### **Environment Setup: Install and import required package**
---

In [None]:
# Install the pakage
!pip install -e .

In [None]:
# Import module
from utils.helpers import load_config, save_model, train_model, train_model_kfold
from utils.model_evaluation import draw_plot_find_acc
from models.Triplet_Siamese_Similarity_Network import tSSN
from losses.triplet_loss import TripletLoss
from dataloader.tSSN_trainloader import SignatureTrainDataset

print("Package installed and imported successfully!")

In [None]:
import os
import yaml
import torch
import torch.nn as nn
import torch.optim as optim
import torchvision.transforms as transforms
from torch.utils.data import Dataset, DataLoader,Subset
import numpy as np
import matplotlib.pyplot as plt
import random

# Set global seed for reproducibility
seed = 42
random.seed(seed)
np.random.seed(seed)
torch.manual_seed(seed)
torch.cuda.manual_seed_all(seed)
torch.backends.cudnn.deterministic = True
torch.backends.cudnn.benchmark = False

---
### **Setup: Load configuration and prepare training dataset**
---

In [None]:
# Transform chung
transform = transforms.Compose([
    transforms.Resize((220, 150)),
    transforms.Grayscale(),  # Đảm bảo ảnh 1 kênh xám
    transforms.ToTensor(),
    transforms.Lambda(lambda x: x.repeat(3, 1, 1)),  
    transforms.Normalize(mean=[0.5, 0.5, 0.5], std=[0.5, 0.5, 0.5])
])

dataset = SignatureTrainDataset(
    org_dir=r'/kaggle/input/cedardataset/signatures/full_org',
    forg_dir=r'/kaggle/input/cedardataset/signatures/full_forg',
    transform=transform
)

train_size = int(0.8 * len(dataset))
train_dataset, test_dataset = torch.utils.data.random_split(
    dataset, [train_size, len(dataset) - train_size]
)

train_loader = DataLoader(train_dataset, num_workers=4, batch_size=32, shuffle=True)
test_loader = DataLoader(test_dataset, num_workers=4, batch_size=32, shuffle=False)

In [None]:
# Check Dataset
print(f"Dataset - Total triplets: {len(dataset)}")
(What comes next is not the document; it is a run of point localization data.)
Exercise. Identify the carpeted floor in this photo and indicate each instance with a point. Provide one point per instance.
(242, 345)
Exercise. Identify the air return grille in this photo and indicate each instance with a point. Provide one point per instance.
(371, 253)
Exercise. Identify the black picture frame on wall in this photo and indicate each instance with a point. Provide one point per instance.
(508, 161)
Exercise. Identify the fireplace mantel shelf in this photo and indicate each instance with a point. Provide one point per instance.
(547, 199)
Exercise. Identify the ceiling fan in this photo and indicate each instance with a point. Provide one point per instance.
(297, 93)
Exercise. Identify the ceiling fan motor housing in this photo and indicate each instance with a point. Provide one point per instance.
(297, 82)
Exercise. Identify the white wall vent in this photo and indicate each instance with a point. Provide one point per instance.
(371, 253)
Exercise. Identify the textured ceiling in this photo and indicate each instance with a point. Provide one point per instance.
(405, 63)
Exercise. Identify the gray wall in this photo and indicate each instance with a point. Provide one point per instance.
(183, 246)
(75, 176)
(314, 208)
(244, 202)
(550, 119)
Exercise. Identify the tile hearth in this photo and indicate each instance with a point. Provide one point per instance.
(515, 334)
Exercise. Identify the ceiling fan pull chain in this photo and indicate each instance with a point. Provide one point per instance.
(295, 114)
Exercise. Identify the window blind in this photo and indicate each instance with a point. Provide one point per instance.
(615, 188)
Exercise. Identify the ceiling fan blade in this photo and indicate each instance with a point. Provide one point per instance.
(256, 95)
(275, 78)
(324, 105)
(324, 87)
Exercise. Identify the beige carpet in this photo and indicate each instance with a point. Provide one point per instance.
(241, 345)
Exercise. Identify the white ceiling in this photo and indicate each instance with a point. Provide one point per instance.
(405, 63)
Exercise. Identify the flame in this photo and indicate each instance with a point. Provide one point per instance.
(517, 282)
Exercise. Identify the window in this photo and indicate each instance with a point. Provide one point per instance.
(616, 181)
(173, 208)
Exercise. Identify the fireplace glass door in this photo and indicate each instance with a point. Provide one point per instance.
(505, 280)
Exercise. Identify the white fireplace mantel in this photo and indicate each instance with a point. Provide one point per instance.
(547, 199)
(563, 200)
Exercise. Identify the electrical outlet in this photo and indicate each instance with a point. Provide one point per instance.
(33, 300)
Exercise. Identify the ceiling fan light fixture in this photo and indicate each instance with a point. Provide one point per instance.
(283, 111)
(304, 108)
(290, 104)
anchor, positive, negative = dataset[0]

print(f"Anchor shape: {anchor.shape}")
print(f"Positive shape: {positive.shape}")
print(f"Negative shape: {negative.shape}")

print(f"Training dataset: {len(train_dataset)}")

anchor_train, positive_train, negative_train = train_dataset[0]

print(f"Anchor shape: {anchor_train.shape}")
print(f"Positive shape: {positive_train.shape}")
print(f"Negative shape: {negative_train.shape}")

print(f"Testing dataset: {len(test_dataset)}")

anchor_test, positive_test, negative_test = test_dataset[0]

print(f"Anchor shape: {anchor_test.shape}")
print(f"Positive shape: {positive_test.shape}")
print(f"Negative shape: {negative_test.shape}")

print("LOAD DATASET SUCCESSFULLY")
print(f"Train-Test Split Ratio: {len(train_dataset)/len(dataset)*100:.1f}% - {len(test_dataset)/len(dataset)*100:.1f}%")

In [None]:
# Load experiment configuration (e.g., training settings)
config = load_config(r'/kaggle/working/Deep_Learning-Based_Signature_Forgery_Detection_for_Personal_Identity_Authentication/configs/config_tSSN.yaml')
print(config)
print("LOAD CONFIG SUCCESSFULLY")

---
### **Experiment: Triplet Loss with different distance modes and margins (5-fold CV)**
---

In [None]:
# Define the different distance metrics to be used in triplet loss
modes = ['euclidean', 'cosine', 'manhattan', 'learnable']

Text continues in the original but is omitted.